Después de todo lo dicho debemos reconocer que la ley del talión no ha sido borrada definitivamente. El Vidente, profeta cristiano, la aplica a todos los enemigos que a ellos les habían perseguido, maltratado e incluso martirizado. Y cuando aplica a los enemigos el baremo que ellos han utilizado lo hace mediante un pequeño himno que recoge una invitación a la alabanza y a la alegría en el cielo: “¡Alégrate, cielo, por su ruina, y vosotros, creyentes, apóstoles y profetas, porque Dios ha vengado en ellos vuestra causa!” (Ap 18,20: los “santos”, en cuanto designación de los creyentes en general, los “apóstoles y profetas” son, en primer lugar, son los que han sufrido el martirio y ya se encuentran en el cielo.

 

La ley del amor al prójimo.

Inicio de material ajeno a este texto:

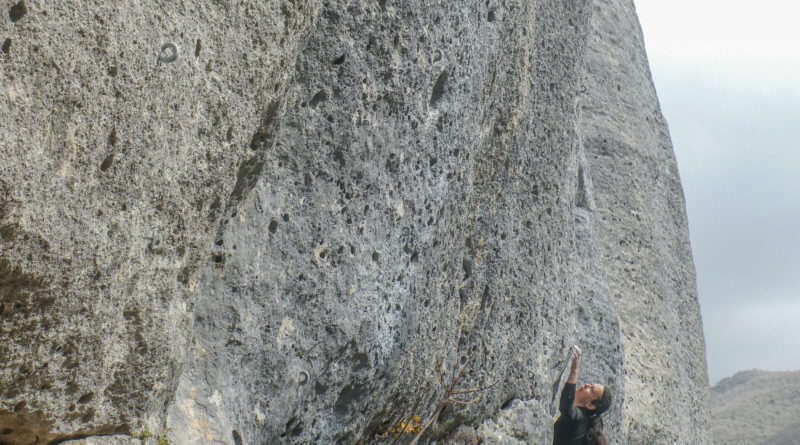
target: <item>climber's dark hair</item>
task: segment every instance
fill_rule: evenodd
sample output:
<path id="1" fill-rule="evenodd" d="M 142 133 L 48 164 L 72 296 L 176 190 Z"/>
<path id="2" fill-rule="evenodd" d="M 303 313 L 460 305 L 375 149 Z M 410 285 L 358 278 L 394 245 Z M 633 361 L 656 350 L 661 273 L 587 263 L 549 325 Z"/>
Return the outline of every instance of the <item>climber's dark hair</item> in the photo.
<path id="1" fill-rule="evenodd" d="M 611 408 L 611 390 L 606 387 L 603 390 L 603 394 L 596 398 L 594 402 L 592 402 L 592 405 L 594 405 L 594 414 L 596 415 L 608 411 L 608 409 Z"/>
<path id="2" fill-rule="evenodd" d="M 603 416 L 598 414 L 589 418 L 589 431 L 586 439 L 590 445 L 608 445 L 608 438 L 603 432 Z"/>
<path id="3" fill-rule="evenodd" d="M 590 411 L 589 431 L 586 432 L 586 439 L 591 445 L 608 445 L 608 438 L 603 432 L 603 413 L 611 408 L 611 390 L 606 387 L 603 394 L 596 398 L 592 405 L 594 405 L 594 411 Z"/>

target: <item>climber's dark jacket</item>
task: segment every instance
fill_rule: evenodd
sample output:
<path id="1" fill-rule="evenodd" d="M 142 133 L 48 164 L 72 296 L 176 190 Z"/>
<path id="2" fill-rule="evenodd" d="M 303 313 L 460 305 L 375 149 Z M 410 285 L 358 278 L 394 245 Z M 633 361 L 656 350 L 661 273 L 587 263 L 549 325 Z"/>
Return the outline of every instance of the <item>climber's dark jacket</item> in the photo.
<path id="1" fill-rule="evenodd" d="M 561 390 L 559 411 L 561 416 L 553 427 L 553 445 L 588 445 L 590 411 L 578 408 L 575 403 L 575 384 L 567 383 Z"/>

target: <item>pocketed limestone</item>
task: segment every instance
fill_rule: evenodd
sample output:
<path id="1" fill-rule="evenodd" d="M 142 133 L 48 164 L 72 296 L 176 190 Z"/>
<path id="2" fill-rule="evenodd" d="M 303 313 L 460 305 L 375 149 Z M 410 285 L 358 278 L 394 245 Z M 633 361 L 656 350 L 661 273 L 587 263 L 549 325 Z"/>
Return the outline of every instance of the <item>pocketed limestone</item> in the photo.
<path id="1" fill-rule="evenodd" d="M 425 440 L 545 443 L 578 343 L 612 440 L 710 442 L 630 1 L 40 1 L 0 26 L 0 441 L 383 443 L 444 400 L 441 363 L 484 389 Z"/>

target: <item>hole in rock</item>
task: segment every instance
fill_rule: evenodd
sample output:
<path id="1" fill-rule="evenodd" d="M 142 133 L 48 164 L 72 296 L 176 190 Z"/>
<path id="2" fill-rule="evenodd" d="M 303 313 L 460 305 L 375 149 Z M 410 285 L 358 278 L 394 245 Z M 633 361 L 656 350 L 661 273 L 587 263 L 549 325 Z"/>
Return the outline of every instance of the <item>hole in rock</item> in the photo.
<path id="1" fill-rule="evenodd" d="M 431 105 L 435 105 L 439 100 L 442 99 L 444 95 L 444 86 L 447 83 L 447 78 L 449 77 L 449 73 L 447 70 L 442 71 L 439 74 L 439 77 L 436 79 L 436 83 L 433 84 L 433 92 L 431 92 Z"/>
<path id="2" fill-rule="evenodd" d="M 231 435 L 233 436 L 233 444 L 234 445 L 242 445 L 242 436 L 239 434 L 238 431 L 233 430 Z"/>
<path id="3" fill-rule="evenodd" d="M 16 5 L 12 6 L 8 10 L 8 17 L 11 19 L 12 22 L 18 22 L 28 13 L 28 7 L 25 6 L 25 2 L 21 1 Z"/>
<path id="4" fill-rule="evenodd" d="M 316 107 L 320 102 L 324 102 L 326 100 L 328 100 L 328 93 L 326 93 L 325 90 L 319 90 L 317 94 L 315 94 L 314 97 L 308 101 L 308 106 L 313 108 Z"/>
<path id="5" fill-rule="evenodd" d="M 113 163 L 114 163 L 114 153 L 111 153 L 108 156 L 106 156 L 105 159 L 103 159 L 103 162 L 100 164 L 100 171 L 104 172 L 108 170 L 109 168 L 111 168 L 111 164 Z"/>

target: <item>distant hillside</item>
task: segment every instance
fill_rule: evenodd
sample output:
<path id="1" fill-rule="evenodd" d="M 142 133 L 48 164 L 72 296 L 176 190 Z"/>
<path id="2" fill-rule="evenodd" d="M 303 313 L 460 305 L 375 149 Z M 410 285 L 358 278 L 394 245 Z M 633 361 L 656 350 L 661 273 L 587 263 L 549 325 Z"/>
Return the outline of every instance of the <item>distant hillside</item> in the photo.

Esta ley se halla formulada en el AT y a ella hemos hecho amplia referencia en la primera lectura. En su exposición el AT establece unas categorías que serán superadas por la enseñanza de Jesús sobre el tema en cuestión: el concepto de prójimo se halla circunscrito a los miembros del pueblo de Israel y a todos aquellos que de alguna manera habían sido incorporados al mismo. La segunda parte “odiarás a tu enemigo” no se halla escrita en ninguna parte de la Biblia. La habían deducido los judíos, a modo de conclusión, de la primera: todos los que no pertenecían al pueblo de Dios eran idólatras y, por tanto, eran enemigos de Dios. Ahora bien, como los judíos no conocían término medio ent5re el amor y el odio, el sentimiento por los no judíos lo habían formulado en términos de odio.

 

Jesús eleva el principio del amor al prójimo a categoría universal, sin hacer ninguna clase de distinción. No hacerlo así equivaldría a quedarse al nivel de los publicanos que, por solidaridad, estaban unidos entre sí y se amaban; o al nivel de los paganos. Y partiendo de un principio aceptado por los judíos: Debe imitarse la conducta de Dios, Jesús establece le principio del amor universal. Dios no hace distinciones, hace salir el sol para todos.  Es una nueva visión e interpretación de Dios, ya que los judíos consideraban que tenían preferencias casi en exclusiva ante él.

 

La última prescripción obliga, en forma imperativa, a la perfección. Una perfección que consiste en que nuestra vida y actividad constituyen una unidad. Toda para Dios. Sin establecer distinciones ni parcelaciones en el campo de la vida humana.

 

Una vez más el apóstol Pablo pone de manifiesto la esencia del mensaje cristiano (segunda lectura). Su autocomprensión desde la Ley fue reemplazada por la visión que da la gracia. Esta es la palabra mágica.

 

Pablo descubrió a Dios como gracia en el don supremo de su Hijo, merced a la acción del Espíritu Santo, y quedó extasiado ante la contemplación del gran regalo de Dios: el esfuerzo gi¡gantesco para acercarse a Diosa debía dar lugar a la acogida agradecida del Dios que se acerca al hombre. Por eso, az la gracia revelada y recibida responde constantemente el hombre con la acción de gracias (1Co 1,4...). En relación con Dios la gracia sitúa al hombre ante una actitud filial, amistosa y, por supuesto, de comunicación interpersonal. La “gracia” es un concepto esencialmente relacional.

 

La comprensión de la gracia hizo que Dios se le tornase a Pablo de forma emocionantemente cercano. La gracia es la prueba suprema de que Dios nos ama. Su presencia llegó cuando estaba previsto por Dios, con la venida de su Hijo, nacido de mujer, nacido sometido a la Ley (Ga 4,4; Rm 5,6.8.15). En ella nos ofrece Pablo su pensamniento más bello y profundo: “Sostenemos que el hombre es justificado por la fe sin las obras de la Ley (Rm 3,28). Las obras o exigencias que el mensaje cristiano impone no son complemento de la fe, sino fruto de la misma.